Have just this moment received by special messenger very joyful news—if it’s not false. Bennigsen seems to have obtained a complete victory over Buonaparte at Eylau. In Petersburg everyone is rejoicing, and the rewards sent to the army are innumerable. Though he is a German—I congratulate him! I can’t make out what the commander at Krchevo—a certain Khandrikv—is up to; till now the additional men and provisions have not arrived. Gallop off to him at once and say I’ll have his head off if everything is not here in a week. Have received another letter about the Preussisch-Eylau battle from Ptenka—he took part in it—and it’s all true. When mischief-makers don’t meddle even a German beats Buonaparte. He is said to be fleeing in great disorder. Mind you gallop off to Krchevo without delay and carry out instructions!

Prince Andrew sighed and broke the seal of another envelope. It was a closely written letter of two sheets from Bilbin. He folded it up without reading it and reread his father’s letter, ending with the words: “Gallop off to Krchevo and carry out instructions!”
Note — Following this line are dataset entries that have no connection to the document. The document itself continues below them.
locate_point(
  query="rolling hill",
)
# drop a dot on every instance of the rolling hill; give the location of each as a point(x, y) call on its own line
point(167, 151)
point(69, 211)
“No, pardon me, I won’t go now till the child is better,” thought he, going to the door and looking into the nursery.

Princess Mary was still standing by the cot, gently rocking the baby.

“Ah yes, and what else did he say that’s unpleasant?” thought Prince Andrew, recalling his father’s letter. “Yes, we have gained a victory over Bonaparte, just when I’m not serving. Yes, yes, he’s always poking fun at me.... Ah, well! Let him!” And he began reading Bilbin’s letter which was written in French. He read without understanding half of it, read only to forget, if but for a moment, what he had too long been thinking of so painfully to the exclusion of all else.





CHAPTER IX

Bilbin was now at army headquarters in a diplomatic capacity, and though he wrote in French and used French jests and French idioms, he described the whole campaign with a fearless self-censure and self-derision genuinely Russian. Bilbin wrote that the obligation of diplomatic discretion tormented him, and he was happy to have in Prince Andrew a reliable correspondent to whom he could pour out the bile he had accumulated at the sight of all that was being done in the army. The letter was old, having been written before the battle at Preussisch-Eylau.

“Since the day of our brilliant success at Austerlitz,” wrote Bilbin, “as you know, my dear prince, I never leave headquarters. I have certainly acquired a taste for war, and it is just as well for me; what I have seen during these last three months is incredible.

“I begin ab ovo. ‘The enemy of the human race,’ as you know, attacks the Prussians. The Prussians are our faithful allies who have only betrayed us three times in three years. We take up their cause, but it turns out that ‘the enemy of the human race’ pays no heed to our fine speeches and in his rude and savage way throws himself on the Prussians without giving them time to finish the parade they had begun, and in two twists of the hand he breaks them to smithereens and installs himself in the palace at Potsdam.

“‘I most ardently desire,’ writes the King of Prussia to Bonaparte, ‘that Your Majesty should be received and treated in my palace in a manner agreeable to yourself, and in so far as circumstances allowed, I have hastened to take all steps to that end. May I have succeeded!’ The Prussian generals pride themselves on being polite to the French and lay down their arms at the first demand.

“The head of the garrison at Glogau, with ten thousand men, asks the King of Prussia what he is to do if he is summoned to surrender.... All this is absolutely true.